Concerning approaches to DNACPR decisions highlighted

A new report from the Care Quality Commission has found worrying variation in people’s experiences of do not attempt cardiopulmonary resuscitation (DNACPR) decisions during the pandemic. 

While there were some examples of good practice, the inspectorate also heard from people who were not properly involved in decisions, or were unaware that such an important decision about their care had been made.

The CQC calls for the establishing of a Ministerial Oversight Group – working with partners in health and social care, local government and the voluntary sector – to take responsibility for delivering improvements in this vital and sensitive area.

The Department of Health and Social Care asked CQC to conduct a rapid review of how DNACPR decisions were used during the coronavirus pandemic, building on concerns that they were being inappropriately applied to groups of people without their knowledge. An interim report, published in December 2020, found that a combination of unprecedented pressure on care providers and rapidly developing guidance may have led to decisions concerning DNACPR being incorrectly conflated with other clinical assessments around critical care. This latest report also drew on fieldwork in seven Clinical Commissioning Groups (CCGs), responses to a national information request to providers of adult social care, a national public survey and ongoing engagement with voluntary sector organisations working in the area.

Although by no means true for the majority, the CQC did discover that ‘blanket’ DNACPR decisions had been proposed at a local level, with some of these being quickly challenged and retracted.

Across the review process, inspectors also found a worrying picture of poor involvement of people using services, poor record keeping, and a lack of oversight and scrutiny of the decisions being made. The inspectorate says that such shortfalls in governance must be addressed if providers are to assure themselves that decisions were, and are, being made on an individual basis, and in line with the person’s wishes and human rights.

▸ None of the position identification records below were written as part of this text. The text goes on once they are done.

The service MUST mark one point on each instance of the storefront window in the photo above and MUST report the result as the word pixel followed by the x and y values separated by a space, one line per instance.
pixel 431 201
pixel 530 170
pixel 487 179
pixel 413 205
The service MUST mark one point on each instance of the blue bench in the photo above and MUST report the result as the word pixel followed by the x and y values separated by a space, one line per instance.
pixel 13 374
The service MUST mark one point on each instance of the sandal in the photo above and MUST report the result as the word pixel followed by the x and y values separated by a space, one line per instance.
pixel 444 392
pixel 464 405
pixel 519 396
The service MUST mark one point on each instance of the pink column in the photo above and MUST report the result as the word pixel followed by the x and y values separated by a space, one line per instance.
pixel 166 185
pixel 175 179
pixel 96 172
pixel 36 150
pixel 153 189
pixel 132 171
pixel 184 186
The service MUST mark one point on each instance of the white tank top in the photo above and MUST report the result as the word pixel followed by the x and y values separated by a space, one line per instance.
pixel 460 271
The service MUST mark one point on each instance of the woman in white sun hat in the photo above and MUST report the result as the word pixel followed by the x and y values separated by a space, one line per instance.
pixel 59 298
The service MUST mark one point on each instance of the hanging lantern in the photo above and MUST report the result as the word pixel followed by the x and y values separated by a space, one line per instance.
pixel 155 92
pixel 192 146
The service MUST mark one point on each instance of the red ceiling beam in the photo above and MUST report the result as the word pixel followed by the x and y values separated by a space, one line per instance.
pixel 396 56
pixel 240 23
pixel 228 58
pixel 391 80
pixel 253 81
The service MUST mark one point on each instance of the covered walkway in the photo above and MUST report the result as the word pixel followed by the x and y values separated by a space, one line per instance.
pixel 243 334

The pressure of responding to the coronavirus pandemic was found to have had an impact, including on the time that staff had to hold meaningful conversations. A lack of training and a large amount of rapidly changing guidance about all aspects of providing care during the pandemic also presented significant barriers. However, the issues raised in this report – including limited understanding of the importance of good conversations around what should happen if someone was to become very ill, and the need for proper and consistent processes around this – pre-date the pandemic.

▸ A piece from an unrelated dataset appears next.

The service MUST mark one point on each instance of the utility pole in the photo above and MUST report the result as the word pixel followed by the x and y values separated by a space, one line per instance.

Rosie Benneyworth, Chief Inspector of Primary Medical Services and Integrated Care at the CQC, said: “Personalised and compassionate advance care planning, including DNACPR decisions, is a vital part of good quality care. Done properly, it can offer reassurance and comfort for people and their loves ones – before and during difficult times. It is vital we get this right and ensure better end of life care as a whole health and social care system, with health and social care providers, local government and the voluntary sector working together.

“Covid-19 has brought this to the fore but these are not new issues. While this rapid review was not asked to make judgments on how decisions might have impacted individual cases, we have to take this opportunity to address these problems. We need to make sure that people have the opportunity to discuss their wishes about care and treatment in a compassionate and person-centred way.”